Жара все усиливалась, и потому движения длинных прохладных пальцев Ренато делались все приятней для его молодого клиента. Процедура начиналась с бритья, затем следовал массаж: Ренато попеременно накладывал на лицо своего любимца то горячие полотенца, то холодящие маски с ментолом, и тот блаженствовал. Юная кожа Паоло цвета густых сливок (и такая же нежная на ощупь) была безупречна. Так что с точки зрения косметической массаж был вполне бесполезен, но, по молчаливому сговору с Ренато, Паоло делал его просто ради блаженства, которое он ему доставлял, а еще – ради беседы: прикосновения пальцев Ренато к его лицу, естественно, сообщали ей особую интимность.

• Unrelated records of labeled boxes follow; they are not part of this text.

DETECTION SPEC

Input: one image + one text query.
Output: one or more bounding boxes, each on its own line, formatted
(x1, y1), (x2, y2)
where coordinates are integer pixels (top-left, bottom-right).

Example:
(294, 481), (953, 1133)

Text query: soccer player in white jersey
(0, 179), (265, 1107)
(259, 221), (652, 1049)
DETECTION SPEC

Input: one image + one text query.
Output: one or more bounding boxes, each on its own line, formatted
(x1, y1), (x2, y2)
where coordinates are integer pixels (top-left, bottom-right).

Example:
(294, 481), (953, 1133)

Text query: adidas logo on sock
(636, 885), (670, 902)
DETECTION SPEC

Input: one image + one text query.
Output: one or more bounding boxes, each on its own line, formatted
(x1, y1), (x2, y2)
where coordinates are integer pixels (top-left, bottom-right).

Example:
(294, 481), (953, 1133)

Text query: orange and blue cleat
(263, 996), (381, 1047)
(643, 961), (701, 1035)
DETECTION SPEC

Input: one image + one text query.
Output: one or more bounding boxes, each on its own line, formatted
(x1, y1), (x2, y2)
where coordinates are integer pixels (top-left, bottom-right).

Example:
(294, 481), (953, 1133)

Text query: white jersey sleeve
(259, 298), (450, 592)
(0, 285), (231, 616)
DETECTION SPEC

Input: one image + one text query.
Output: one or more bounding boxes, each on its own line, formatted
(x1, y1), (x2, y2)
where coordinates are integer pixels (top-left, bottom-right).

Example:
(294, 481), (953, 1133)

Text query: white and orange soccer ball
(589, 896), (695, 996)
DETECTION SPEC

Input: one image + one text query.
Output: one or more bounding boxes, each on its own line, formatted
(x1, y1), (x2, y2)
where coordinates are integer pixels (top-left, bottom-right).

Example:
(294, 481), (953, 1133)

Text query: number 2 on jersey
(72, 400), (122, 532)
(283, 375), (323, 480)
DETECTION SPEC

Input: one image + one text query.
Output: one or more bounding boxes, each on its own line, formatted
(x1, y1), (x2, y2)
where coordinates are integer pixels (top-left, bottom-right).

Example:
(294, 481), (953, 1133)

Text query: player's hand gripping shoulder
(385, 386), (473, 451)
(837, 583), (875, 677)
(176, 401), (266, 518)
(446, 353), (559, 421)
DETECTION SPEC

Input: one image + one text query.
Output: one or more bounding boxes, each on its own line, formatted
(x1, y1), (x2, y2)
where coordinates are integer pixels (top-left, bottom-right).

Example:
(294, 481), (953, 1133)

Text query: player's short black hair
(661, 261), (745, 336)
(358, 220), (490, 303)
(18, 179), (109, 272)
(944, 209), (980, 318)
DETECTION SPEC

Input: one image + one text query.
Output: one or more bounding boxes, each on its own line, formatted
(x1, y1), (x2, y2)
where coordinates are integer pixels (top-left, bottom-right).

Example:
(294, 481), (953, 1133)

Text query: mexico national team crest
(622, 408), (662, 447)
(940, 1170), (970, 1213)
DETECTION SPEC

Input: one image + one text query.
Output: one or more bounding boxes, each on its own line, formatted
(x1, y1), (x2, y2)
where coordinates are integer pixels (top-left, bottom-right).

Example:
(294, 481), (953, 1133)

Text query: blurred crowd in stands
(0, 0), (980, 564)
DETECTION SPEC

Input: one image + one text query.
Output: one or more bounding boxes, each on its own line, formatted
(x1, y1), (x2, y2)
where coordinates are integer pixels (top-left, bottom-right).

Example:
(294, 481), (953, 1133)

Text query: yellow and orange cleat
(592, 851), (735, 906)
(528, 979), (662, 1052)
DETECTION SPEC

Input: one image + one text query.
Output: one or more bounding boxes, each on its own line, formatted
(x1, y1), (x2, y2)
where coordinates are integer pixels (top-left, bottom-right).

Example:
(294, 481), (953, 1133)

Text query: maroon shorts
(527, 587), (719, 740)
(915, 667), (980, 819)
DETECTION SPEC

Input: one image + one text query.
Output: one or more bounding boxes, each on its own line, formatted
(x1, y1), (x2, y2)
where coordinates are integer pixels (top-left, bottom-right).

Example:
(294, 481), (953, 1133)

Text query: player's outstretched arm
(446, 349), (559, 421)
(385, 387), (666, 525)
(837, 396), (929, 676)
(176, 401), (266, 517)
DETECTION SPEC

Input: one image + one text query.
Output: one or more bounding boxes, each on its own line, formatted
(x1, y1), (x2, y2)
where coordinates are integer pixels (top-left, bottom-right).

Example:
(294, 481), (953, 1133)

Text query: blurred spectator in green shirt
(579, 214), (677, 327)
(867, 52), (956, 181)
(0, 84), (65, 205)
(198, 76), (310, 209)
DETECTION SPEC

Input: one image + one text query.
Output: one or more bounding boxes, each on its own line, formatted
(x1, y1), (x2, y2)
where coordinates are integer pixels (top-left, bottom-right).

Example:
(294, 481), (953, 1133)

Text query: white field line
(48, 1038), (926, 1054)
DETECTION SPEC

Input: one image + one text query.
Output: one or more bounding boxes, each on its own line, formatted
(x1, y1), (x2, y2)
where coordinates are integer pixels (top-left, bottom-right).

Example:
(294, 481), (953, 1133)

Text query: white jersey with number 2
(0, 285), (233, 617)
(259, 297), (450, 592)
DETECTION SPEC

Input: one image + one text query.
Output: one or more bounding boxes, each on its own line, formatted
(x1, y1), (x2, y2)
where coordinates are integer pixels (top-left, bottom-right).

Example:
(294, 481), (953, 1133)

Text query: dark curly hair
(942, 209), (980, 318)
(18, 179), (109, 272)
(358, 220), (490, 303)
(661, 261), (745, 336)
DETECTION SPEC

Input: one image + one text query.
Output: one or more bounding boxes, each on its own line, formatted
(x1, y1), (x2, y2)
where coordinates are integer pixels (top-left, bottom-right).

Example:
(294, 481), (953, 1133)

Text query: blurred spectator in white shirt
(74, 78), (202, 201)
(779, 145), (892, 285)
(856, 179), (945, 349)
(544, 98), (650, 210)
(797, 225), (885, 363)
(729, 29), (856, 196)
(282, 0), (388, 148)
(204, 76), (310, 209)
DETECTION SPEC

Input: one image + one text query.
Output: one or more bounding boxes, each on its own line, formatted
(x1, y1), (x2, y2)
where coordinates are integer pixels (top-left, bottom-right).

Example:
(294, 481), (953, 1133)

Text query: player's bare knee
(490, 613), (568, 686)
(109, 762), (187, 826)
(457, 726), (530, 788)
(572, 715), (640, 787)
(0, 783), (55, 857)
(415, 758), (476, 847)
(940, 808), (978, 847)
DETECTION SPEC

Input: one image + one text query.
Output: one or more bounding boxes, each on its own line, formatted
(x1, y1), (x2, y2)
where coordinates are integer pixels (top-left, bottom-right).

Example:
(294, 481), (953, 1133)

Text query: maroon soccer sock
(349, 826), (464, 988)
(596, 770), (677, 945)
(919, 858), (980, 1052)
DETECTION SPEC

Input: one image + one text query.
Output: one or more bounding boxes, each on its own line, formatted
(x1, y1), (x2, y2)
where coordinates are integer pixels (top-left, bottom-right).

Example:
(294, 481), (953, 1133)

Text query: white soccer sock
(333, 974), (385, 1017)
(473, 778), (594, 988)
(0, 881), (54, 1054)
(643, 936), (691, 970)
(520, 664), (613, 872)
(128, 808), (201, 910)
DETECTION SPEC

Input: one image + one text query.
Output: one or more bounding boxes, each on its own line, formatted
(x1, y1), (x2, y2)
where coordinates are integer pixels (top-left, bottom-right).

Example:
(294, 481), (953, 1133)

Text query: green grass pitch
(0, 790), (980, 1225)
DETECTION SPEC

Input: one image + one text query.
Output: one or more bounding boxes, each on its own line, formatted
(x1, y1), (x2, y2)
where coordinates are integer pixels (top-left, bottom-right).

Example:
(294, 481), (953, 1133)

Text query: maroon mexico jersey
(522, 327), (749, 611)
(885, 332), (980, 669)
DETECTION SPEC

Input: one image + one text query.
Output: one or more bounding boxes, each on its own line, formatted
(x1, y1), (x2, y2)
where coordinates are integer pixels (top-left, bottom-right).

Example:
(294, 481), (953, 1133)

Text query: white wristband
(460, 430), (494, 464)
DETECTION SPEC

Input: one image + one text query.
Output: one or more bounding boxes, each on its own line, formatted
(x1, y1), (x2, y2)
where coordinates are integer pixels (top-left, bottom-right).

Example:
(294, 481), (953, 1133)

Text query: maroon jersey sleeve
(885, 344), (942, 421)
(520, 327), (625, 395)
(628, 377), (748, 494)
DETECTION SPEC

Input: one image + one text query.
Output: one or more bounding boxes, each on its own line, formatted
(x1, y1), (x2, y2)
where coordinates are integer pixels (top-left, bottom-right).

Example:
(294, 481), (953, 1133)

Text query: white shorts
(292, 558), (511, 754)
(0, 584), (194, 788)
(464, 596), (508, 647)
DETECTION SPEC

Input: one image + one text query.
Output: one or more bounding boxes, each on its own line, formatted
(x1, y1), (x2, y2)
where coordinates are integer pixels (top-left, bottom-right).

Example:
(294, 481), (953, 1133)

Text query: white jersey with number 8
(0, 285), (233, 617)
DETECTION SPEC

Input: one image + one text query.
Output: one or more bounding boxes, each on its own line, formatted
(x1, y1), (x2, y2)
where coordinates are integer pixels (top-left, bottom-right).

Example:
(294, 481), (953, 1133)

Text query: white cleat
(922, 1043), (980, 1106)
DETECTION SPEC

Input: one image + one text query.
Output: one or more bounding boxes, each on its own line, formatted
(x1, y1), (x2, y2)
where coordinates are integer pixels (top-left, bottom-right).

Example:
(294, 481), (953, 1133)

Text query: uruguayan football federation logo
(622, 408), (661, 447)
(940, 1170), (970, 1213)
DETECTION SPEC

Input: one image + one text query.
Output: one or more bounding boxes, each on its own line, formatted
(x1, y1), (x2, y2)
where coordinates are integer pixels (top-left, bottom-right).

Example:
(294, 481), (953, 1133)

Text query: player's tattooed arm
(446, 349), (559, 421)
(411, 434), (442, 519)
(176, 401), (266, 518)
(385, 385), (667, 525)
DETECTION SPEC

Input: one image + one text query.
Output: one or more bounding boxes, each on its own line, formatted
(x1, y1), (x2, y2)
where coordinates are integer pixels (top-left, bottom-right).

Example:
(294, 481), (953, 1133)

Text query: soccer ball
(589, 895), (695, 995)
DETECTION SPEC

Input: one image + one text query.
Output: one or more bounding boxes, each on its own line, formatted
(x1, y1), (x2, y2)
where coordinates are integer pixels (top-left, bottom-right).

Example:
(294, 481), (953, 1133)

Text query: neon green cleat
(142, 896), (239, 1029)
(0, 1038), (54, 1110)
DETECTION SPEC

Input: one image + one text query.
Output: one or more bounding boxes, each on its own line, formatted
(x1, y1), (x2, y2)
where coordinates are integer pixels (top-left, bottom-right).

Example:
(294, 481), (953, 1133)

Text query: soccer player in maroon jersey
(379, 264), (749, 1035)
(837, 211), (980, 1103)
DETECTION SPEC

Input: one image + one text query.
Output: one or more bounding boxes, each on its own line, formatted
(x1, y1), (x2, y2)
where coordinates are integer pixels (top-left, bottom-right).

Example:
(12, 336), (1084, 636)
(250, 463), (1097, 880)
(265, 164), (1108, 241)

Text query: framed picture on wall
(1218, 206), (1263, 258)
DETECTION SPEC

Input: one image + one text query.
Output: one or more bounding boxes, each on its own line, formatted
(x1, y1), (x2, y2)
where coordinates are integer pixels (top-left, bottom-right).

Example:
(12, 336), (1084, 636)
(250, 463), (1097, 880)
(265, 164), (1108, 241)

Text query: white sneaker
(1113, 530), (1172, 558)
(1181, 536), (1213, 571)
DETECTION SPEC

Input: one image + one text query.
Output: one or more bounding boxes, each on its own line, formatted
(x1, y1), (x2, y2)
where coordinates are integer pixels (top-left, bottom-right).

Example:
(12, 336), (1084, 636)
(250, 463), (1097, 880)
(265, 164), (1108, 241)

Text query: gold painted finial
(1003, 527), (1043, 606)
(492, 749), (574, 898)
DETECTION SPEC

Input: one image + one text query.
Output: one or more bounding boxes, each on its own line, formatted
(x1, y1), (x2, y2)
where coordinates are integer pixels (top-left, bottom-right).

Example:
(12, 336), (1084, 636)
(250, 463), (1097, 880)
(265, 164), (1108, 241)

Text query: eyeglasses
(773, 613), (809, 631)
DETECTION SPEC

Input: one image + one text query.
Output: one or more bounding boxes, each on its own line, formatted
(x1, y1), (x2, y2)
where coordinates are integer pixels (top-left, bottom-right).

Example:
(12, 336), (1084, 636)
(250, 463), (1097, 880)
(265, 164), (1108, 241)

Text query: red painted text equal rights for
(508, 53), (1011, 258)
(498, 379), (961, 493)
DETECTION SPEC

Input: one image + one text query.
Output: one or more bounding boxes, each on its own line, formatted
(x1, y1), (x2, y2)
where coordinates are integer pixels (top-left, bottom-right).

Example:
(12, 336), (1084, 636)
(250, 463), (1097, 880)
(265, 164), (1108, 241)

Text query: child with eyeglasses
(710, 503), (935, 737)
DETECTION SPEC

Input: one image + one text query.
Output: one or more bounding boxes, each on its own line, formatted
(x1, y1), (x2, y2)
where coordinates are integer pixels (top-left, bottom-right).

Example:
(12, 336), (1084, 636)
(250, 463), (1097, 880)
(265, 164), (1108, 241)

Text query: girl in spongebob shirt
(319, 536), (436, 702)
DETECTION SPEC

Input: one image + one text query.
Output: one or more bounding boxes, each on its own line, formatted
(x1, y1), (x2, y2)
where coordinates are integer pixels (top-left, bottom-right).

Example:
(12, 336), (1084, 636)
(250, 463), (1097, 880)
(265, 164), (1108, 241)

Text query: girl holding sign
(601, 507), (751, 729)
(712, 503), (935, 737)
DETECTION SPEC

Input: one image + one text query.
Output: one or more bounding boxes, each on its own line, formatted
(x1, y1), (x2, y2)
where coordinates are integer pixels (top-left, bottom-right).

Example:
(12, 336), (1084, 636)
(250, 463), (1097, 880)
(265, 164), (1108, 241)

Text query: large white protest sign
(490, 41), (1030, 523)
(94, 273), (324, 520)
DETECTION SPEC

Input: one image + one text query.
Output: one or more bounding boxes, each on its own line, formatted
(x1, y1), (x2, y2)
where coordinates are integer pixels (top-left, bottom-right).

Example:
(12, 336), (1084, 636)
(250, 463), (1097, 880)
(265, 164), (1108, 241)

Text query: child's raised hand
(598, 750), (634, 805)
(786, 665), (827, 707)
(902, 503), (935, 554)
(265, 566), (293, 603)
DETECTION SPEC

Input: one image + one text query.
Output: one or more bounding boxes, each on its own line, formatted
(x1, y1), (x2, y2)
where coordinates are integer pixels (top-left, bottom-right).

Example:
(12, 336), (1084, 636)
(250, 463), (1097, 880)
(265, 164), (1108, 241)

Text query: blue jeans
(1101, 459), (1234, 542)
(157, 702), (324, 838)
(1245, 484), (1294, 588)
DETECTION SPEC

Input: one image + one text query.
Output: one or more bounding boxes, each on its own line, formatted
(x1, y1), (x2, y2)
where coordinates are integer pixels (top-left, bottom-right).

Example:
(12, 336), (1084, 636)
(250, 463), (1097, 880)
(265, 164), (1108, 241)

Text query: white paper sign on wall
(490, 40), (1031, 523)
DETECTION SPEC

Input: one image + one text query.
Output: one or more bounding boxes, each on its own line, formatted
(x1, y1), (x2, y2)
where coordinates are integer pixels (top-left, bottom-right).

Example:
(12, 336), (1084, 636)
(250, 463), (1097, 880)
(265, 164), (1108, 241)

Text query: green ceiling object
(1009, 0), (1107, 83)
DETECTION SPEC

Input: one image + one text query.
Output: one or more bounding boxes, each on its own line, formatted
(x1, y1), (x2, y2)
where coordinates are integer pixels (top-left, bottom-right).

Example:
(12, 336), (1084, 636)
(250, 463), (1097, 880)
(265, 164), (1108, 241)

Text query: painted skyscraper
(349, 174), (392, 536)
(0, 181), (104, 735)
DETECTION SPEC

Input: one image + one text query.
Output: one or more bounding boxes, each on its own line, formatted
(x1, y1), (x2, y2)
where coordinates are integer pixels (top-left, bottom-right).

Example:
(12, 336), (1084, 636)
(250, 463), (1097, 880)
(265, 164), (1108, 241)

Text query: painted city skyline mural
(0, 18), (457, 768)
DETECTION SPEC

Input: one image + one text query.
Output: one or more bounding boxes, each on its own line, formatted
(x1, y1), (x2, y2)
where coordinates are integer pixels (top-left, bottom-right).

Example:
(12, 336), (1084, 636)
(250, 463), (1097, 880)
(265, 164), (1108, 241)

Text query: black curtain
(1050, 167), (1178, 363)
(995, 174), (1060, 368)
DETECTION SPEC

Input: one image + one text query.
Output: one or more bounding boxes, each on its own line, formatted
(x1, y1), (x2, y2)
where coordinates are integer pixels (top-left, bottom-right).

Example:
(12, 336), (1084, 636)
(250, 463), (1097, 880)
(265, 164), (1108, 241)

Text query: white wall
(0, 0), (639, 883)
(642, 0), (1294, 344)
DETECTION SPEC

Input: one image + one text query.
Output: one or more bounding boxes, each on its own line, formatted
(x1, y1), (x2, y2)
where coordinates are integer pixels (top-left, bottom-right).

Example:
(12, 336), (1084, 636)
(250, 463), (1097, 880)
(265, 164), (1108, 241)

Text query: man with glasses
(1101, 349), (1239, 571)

Во время бритья и массажа Паоло – а для уроженца Южной Италии он был довольно высокого роста – сидел глубоко в кресле, ноги расставлены, одна рука покоится на паху, средоточии его плоти, лежит там, словно провод, подключенный через розетку к сети специально для того, чтоб придавать напряжение и яркость беседе, неизменной темой которой были любовные похождения – то, что давало юному графу Паоло средства к существованию и составляло весь его смысл. Ленивое дремотное блаженство этих бесед между двумя молодыми людьми длилось вот уже около года.